Thursday, June 29

Some like to save, others don't

Stephen F. Venti of Dartmouth and David A. Wise of Harvard concluded that the primary reason for differences in retirement assets was differences in propensities to save. It is not unusual to see low-income households with high savings rates holding more financial assets at retirement than high-income households who saved a smaller fraction of their income.

[One] suggestion is to provide matching grants to low-income individuals.
In Saving Incentives for Low- and Middle-Income Families: Evidence From a Field Experiment With H&R Block,
about 14,000 low- and middle-income families in the St. Louis area were offered a 20 percent match on their contributions to an I.R.A., a 50 percent match or no match at all. Individuals could make a direct contribution or allocate part of their tax refund to an Express I.R.A. account offered by H&R Block.
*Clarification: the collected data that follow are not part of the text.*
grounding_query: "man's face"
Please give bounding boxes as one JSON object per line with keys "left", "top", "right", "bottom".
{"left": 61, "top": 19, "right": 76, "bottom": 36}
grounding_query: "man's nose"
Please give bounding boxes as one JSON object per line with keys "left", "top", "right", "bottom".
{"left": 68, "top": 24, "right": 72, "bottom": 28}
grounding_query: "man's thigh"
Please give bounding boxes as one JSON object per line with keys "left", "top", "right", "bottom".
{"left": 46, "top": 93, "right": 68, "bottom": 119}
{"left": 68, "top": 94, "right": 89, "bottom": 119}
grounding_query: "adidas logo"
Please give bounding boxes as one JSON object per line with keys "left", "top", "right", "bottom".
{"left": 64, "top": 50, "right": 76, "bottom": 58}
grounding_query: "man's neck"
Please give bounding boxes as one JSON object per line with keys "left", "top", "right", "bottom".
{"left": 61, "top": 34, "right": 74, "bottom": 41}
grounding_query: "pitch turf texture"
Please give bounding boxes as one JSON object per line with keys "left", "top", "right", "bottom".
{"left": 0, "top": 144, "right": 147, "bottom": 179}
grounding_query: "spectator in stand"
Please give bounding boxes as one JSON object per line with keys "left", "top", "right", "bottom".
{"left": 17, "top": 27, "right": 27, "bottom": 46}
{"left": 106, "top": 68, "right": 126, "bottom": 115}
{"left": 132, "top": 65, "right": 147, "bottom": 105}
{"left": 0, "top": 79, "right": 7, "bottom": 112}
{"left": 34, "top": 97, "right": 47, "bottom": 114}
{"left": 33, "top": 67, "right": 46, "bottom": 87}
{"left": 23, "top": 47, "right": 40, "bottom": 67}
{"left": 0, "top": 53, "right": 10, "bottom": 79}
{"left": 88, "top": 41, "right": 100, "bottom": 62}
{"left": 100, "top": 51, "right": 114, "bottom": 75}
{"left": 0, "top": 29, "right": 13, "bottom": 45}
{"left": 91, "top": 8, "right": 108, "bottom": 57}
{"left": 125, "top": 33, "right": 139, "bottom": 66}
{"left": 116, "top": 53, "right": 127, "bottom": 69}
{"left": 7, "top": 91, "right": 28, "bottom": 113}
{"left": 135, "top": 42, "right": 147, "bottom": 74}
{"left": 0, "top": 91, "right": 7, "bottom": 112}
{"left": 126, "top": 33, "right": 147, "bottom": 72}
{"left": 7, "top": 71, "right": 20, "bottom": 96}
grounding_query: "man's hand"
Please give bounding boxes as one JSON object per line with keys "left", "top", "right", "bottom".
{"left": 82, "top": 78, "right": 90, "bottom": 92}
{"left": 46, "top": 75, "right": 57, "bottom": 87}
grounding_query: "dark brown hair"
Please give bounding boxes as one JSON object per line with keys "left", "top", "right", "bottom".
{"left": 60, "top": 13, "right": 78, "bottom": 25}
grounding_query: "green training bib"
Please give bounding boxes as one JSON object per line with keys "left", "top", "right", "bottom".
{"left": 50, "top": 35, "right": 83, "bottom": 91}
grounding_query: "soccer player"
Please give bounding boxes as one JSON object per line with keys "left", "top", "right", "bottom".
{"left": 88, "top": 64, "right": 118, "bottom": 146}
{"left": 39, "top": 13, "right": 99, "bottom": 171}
Only 3 percent of the individuals who had no match — the control group — contributed to an I.R.A. But 8 percent of those with a 20 percent match rate contributed, and 14 percent of those with a 50 percent match contributed. The amount contributed was four times as much as the control group for the 20 percent match rate and seven times as much for the 50 percent match rate.
So what? even with 50% matching grants, three quarters still didn't contribute. And then, "four months after the initial contribution, over 90 percent of the individuals still kept the money in their I.R.A.'s." So less than a year later, nearly 10% withdrew the money?

Update
They didn't mention Save More Tomorrow.